Ser un mentiroso patológico afecta negativamente la salud

La mentira patológica no está considera una enfermedad por el International Classification of Disease de la ONU pero un grupo de investigadores pretende cambiarlo.


El término «mentiroso patológico» fue registrado por primera vez en 1891 por el psiquiatra alemán Anton Delbrük. Lo utilizó para describir a aquellas personas que contaban mentiras de manera constante sobre aspectos importantes de su vida.

Sorprendentemente, desde la clasificación del trastorno por Delbrük se ha investigado muy poco sobre este comportamiento, y menos aún sobre la dimensión patológica del engaño: ¿ser mentirosos es una enfermedad que afecta físicamente al organismo?

Por ejemplo, un estudio de 1988 indicó que este comportamiento es igual de común en hombres que en mujeres y que en el 40% de los casos la persona presenta una disfunción del sistema nervioso central.

La mentira patológica no está clasificada como enfermedad dentro del International Classfication of Disease de las Naciones Unidas, la lista que sirve como guía de diagnóstico para los profesionales en todo el mundo. Un grupo de investigadores de EEUU ha analizado las consecuencias sobre la salud que tiene ser un mentiroso patológico, y pretenden conseguir que se considere como enfermedad para poder examinar mejor sus causas y características y desarrollar tratamientos.

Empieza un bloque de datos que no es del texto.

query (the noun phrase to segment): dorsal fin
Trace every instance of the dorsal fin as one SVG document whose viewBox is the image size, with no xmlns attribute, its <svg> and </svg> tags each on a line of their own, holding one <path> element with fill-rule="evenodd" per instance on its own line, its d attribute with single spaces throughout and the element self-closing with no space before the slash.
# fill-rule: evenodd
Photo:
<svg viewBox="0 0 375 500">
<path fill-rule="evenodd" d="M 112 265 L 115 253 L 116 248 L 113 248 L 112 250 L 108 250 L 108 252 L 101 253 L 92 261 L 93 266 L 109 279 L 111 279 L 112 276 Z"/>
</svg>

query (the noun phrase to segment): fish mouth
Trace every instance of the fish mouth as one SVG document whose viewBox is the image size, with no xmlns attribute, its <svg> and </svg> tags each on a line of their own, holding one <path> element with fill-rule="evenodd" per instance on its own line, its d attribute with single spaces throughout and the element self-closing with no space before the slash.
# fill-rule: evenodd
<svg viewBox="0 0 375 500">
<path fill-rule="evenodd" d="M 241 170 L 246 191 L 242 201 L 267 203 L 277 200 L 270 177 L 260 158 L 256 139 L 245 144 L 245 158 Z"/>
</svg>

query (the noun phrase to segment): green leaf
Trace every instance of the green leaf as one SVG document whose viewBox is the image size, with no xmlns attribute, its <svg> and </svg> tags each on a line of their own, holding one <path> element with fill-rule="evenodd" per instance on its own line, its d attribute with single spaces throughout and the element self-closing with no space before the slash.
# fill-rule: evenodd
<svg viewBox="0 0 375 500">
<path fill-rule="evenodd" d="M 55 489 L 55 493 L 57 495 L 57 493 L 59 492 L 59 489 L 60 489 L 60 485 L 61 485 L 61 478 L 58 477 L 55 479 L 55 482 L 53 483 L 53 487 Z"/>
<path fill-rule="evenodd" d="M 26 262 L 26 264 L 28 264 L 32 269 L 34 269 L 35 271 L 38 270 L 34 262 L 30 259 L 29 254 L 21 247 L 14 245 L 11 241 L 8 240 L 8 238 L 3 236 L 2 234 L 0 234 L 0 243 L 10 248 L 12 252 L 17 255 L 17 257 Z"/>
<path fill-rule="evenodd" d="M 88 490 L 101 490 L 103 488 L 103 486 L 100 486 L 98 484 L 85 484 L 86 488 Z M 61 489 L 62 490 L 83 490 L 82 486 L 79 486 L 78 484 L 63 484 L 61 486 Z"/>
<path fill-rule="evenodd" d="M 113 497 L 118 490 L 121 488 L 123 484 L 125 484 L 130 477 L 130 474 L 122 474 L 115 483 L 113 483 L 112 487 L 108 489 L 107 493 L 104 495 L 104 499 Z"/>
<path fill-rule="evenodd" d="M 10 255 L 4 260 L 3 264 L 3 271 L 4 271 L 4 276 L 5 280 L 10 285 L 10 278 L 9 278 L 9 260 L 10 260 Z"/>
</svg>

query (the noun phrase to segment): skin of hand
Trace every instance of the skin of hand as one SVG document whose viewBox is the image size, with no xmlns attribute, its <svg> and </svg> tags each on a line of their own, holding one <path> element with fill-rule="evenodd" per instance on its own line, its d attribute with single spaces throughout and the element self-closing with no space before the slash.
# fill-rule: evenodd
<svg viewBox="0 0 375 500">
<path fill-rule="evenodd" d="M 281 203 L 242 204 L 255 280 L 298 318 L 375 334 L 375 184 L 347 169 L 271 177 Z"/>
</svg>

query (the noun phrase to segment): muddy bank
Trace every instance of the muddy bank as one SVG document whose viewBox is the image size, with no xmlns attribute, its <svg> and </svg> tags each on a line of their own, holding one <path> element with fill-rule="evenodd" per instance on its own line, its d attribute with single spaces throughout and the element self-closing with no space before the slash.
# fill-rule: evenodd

Drew A. Curtis, psicólogo de la Universidad Estatal de Angelo (Texas) y Christian L. Hart, psicólogo de Texas Womem’s University, seleccionaron a 623 personas de diferentes edades en universidades, foros de salud mental y redes sociales. El objetivo del estudio era identificar a aquellos que podrían tener un perfil de «mentiroso patológico» y analizar las consecuencias que tiene en su vida. Los seleccionados realizaron un cuestionario sobre la cantidad de mentiras que contaban al día y sobre si ellos mismos u otras personas los consideraban mentirosos.

El 13% de los participantes indicaron que ellos u otras personas los consideraban mentirosos patológicos. Según el estudio, este grupo de personas tenían más probabilidad de experimentar angustia y problemas a la hora de relacionarse. Todos ellos afirmaron haber mentido sin una razón concreta, y que todas las mentiras habían surgido de otra mentira inicial.

La mayoría de las personas dentro de ese 13% afirmaron que la primera mentira, a raíz de la cual surgieron las demás, se produjo durante la adolescencia y que no la podían controlar. Asimismo, después de mentir se sentían menos ansiosos. Los investigadores han encontrado relación con el comportamiento compulsivo.

El reconocimiento de este comportamiento como enfermedad por parte de la comunidad científica traería muchos beneficios, como la asignación de presupuestos para desarrollar tratamientos cognitivo-conductuales o farmacológicos.